The 95% CI of the RORs of aripiprazole, quetiapine, and risperidone for non-hematological malignant tumors (SMQ) was less than 1 (Table 2). An inverse signal in a disproportionality analysis may become a trigger for drug development through drug repurposing. An inverse signal is obtained by under-reporting in a disproportionality analysis using a spontaneous reporting system database. An inverse signal must be carefully interpreted when analyzing the spontaneous reporting system database of adverse events [17].

Clozapine is oxidized in neutrophils and in the heart to a chemically reactive nitrenium ion [18,19,20]. This bioactivation of clozapine is postulated to be involved in the pathogenesis of agranulocytosis, myocarditis, and cardiomyopathy. Chrétien et al. [8] discussed the relationship between nitrenium ion of clozapine and hematologic malignant tumors. However, there is limited information available to support a link between clozapine and the occurrence of non-hematological malignant tumors. Further research is necessary to confirm the relationship between clozapine and the risk of non-hematological malignant tumors.

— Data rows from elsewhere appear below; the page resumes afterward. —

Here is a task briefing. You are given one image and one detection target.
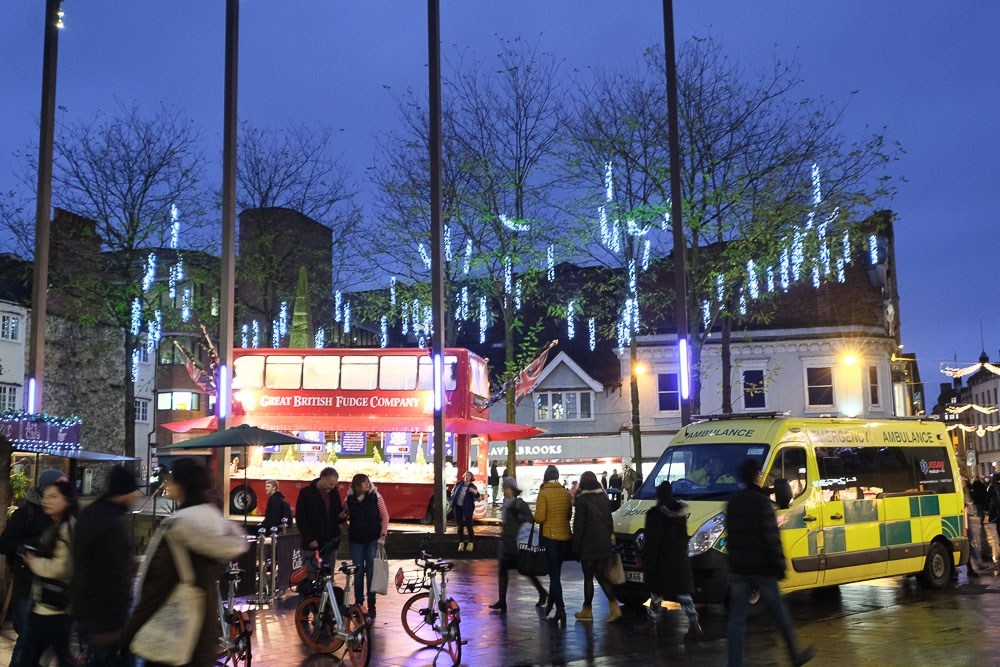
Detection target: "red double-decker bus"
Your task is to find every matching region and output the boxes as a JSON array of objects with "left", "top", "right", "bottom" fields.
[{"left": 168, "top": 348, "right": 539, "bottom": 519}]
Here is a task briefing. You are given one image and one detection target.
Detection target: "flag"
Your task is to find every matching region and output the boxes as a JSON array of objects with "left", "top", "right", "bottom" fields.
[{"left": 514, "top": 340, "right": 559, "bottom": 405}]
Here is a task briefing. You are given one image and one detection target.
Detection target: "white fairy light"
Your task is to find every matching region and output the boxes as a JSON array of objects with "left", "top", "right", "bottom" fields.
[{"left": 479, "top": 296, "right": 489, "bottom": 344}]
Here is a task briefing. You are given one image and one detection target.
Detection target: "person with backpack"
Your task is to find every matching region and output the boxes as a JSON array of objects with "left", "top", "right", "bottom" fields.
[
  {"left": 260, "top": 479, "right": 293, "bottom": 531},
  {"left": 16, "top": 480, "right": 77, "bottom": 667},
  {"left": 0, "top": 469, "right": 66, "bottom": 665}
]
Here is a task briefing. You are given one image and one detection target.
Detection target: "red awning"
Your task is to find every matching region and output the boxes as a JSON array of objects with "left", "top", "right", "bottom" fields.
[{"left": 163, "top": 415, "right": 544, "bottom": 440}]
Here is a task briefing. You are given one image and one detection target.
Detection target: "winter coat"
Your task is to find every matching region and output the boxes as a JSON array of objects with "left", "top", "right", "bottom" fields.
[
  {"left": 573, "top": 489, "right": 614, "bottom": 561},
  {"left": 642, "top": 500, "right": 694, "bottom": 599},
  {"left": 260, "top": 491, "right": 292, "bottom": 530},
  {"left": 122, "top": 504, "right": 248, "bottom": 667},
  {"left": 29, "top": 517, "right": 76, "bottom": 616},
  {"left": 71, "top": 497, "right": 136, "bottom": 634},
  {"left": 497, "top": 498, "right": 537, "bottom": 560},
  {"left": 726, "top": 484, "right": 785, "bottom": 580},
  {"left": 295, "top": 477, "right": 344, "bottom": 550},
  {"left": 0, "top": 487, "right": 52, "bottom": 599},
  {"left": 535, "top": 481, "right": 580, "bottom": 542},
  {"left": 451, "top": 481, "right": 479, "bottom": 521}
]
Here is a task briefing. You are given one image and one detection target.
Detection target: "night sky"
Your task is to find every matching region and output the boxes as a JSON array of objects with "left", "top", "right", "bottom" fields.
[{"left": 0, "top": 0, "right": 1000, "bottom": 396}]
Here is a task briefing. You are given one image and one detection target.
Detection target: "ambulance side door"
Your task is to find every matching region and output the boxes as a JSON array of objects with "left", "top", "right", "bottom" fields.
[{"left": 764, "top": 444, "right": 823, "bottom": 590}]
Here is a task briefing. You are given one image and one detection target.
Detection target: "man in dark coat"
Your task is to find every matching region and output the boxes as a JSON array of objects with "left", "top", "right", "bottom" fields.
[
  {"left": 642, "top": 481, "right": 704, "bottom": 640},
  {"left": 726, "top": 459, "right": 814, "bottom": 667},
  {"left": 295, "top": 468, "right": 346, "bottom": 563},
  {"left": 0, "top": 469, "right": 66, "bottom": 665},
  {"left": 70, "top": 466, "right": 138, "bottom": 667}
]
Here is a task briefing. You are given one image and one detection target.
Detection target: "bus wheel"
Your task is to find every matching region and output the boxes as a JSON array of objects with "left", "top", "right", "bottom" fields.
[
  {"left": 229, "top": 486, "right": 257, "bottom": 514},
  {"left": 917, "top": 542, "right": 951, "bottom": 591}
]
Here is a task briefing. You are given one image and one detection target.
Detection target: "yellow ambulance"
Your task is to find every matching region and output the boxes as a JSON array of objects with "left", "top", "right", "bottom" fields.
[{"left": 614, "top": 415, "right": 969, "bottom": 603}]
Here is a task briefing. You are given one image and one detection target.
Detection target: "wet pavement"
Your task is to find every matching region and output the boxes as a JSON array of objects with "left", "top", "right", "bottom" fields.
[{"left": 0, "top": 560, "right": 1000, "bottom": 667}]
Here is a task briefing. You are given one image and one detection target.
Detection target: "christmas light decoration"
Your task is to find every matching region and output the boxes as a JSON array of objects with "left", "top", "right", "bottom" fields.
[
  {"left": 500, "top": 213, "right": 531, "bottom": 232},
  {"left": 479, "top": 296, "right": 489, "bottom": 344}
]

The current study, utilizing a clinical spontaneous reporting system for adverse drug events, revealed a relationship between clozapine and metastases (Tables 3 and 4). To the best of our knowledge, there are no reports detailing the molecular mechanisms through which clozapine promotes cancer metastasis. Additionally, the relationship between drugs and cancer metastasis has not been extensively investigated in clinical settings. Further research is essential to understand these mechanisms and potential clinical implications fully.

There are several limitations that need to be addressed. The FAERS database is based on a spontaneous reporting system. Therefore, a reporting bias, such as over- or under-reporting, may be inevitable. Furthermore, deduplication is never perfect [21]. Because clozapine induces agranulocytosis, convulsions, gastrointestinal obstruction, myocarditis, and diabetes, clozapine-treated patients need to be monitored more closely. In the present study, we were unable to rule out the possibility of over-reporting on the development of non-hematological malignant tumors in patients taking clozapine. Since the FAERS database only contains information on patients who developed adverse drug events, the onset of an adverse drug event may affect the results. ROR is not a robust indicator of signal strength and may not correspond to the risk of adverse drug events; it also indicates an increased risk of adverse drug event reporting. The 95% CI is appropriate when no two observations in a dataset are related to each other or affect each other in any way. Since individual PTs were not independent in the present study, this is clearly not a valid assumption for the individual PT analysis reported herein. In addition, unknown confounding factors may have affected the results of logistic regression analyses. Therefore, the present results need to be interpreted in consideration of these limitations.

5 Conclusion

Our disproportionality analysis detected signals associating clozapine use with higher reported frequencies of non-hematological malignant tumors, encompassing lung malignant neoplasm, gastrointestinal carcinoma, esophageal carcinoma, throat cancer, and metastases to the spine, using the FAERS database. The results obtained suggest that sex differences play a role in the development of specific tumors and metastases among clozapine users. Since the FAERS database relies on spontaneous reporting, further pharmacoepidemiological studies are essential to validate these results.